Social Security to Run Out of Money by 2034, According to New Report

Social Security to Run Out of Money by 2034, According to New Report

Thankfully, there are some possible solutions available.


Social Security remains one of the most popular programs operated by the federal government. Unfortunately, the program has a major flaw: its trust fund, which has provided for benefits over the last seventy years, is now paying benefits out faster than it can receive them in taxes. This means that Social Security will eventually run out of money; when it does, benefits will need to be scaled back to keep the Social Security Administration from going into debt. Most estimates suggest that these cuts would take away roughly 20 percent of Americans’ Social Security benefits.

The trust fund still has enough money to function for more than a decade. However, conventional estimates have suggested that it will run out of money in 2035, if no solution is agreed to on Capitol Hill. The problem is a political one; while the measures that could prevent the trust fund from expiring—namely, raising taxes or cutting benefits—could be passed in Congress, both ideas have attracted immense political opposition from fiscal conservatives and retiree advocacy groups. However, as Social Security cuts would be political suicide for whoever would be forced to approve them, it is very likely that a compromise will be worked out.


And it will need to be worked out soon. A recent report put out by the Treasury Department moved the expiration date forward a year, estimating that the trust fund will be empty by 2034. The advancement appears to have been brought about in part by the Coronavirus pandemic, which caused massive job losses—decreasing the amount of Social Security collected—and also causing many Americans to retire and claim their Social Security benefits early, arguably saving the Social Security Administration money in the long run but dramatically increasing its short-term obligations. 

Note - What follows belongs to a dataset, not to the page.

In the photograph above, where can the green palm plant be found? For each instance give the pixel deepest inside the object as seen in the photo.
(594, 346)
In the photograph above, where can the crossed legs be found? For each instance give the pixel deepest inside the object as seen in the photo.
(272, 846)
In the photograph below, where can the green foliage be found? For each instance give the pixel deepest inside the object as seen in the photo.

There are a number of possible solutions to this problem. The simplest are evening out the balance of payments by making slight decreases to benefit payments, and by increasing Social Security taxes, even though both these measures will face stiff opposition in Congress. One proposed innovative solution has been eliminating the upper limit for Social Security taxes; under the current system, Americans making more than $142,800 per year in income do not need to pay Social Security taxes on any money above that amount. If this loophole were eliminated, it would go a long way toward plugging the gap – and could even allow Congress to raise the payments slightly, as one lawmaker recently proposed.

Trevor Filseth is a current and foreign affairs writer for the National Interest.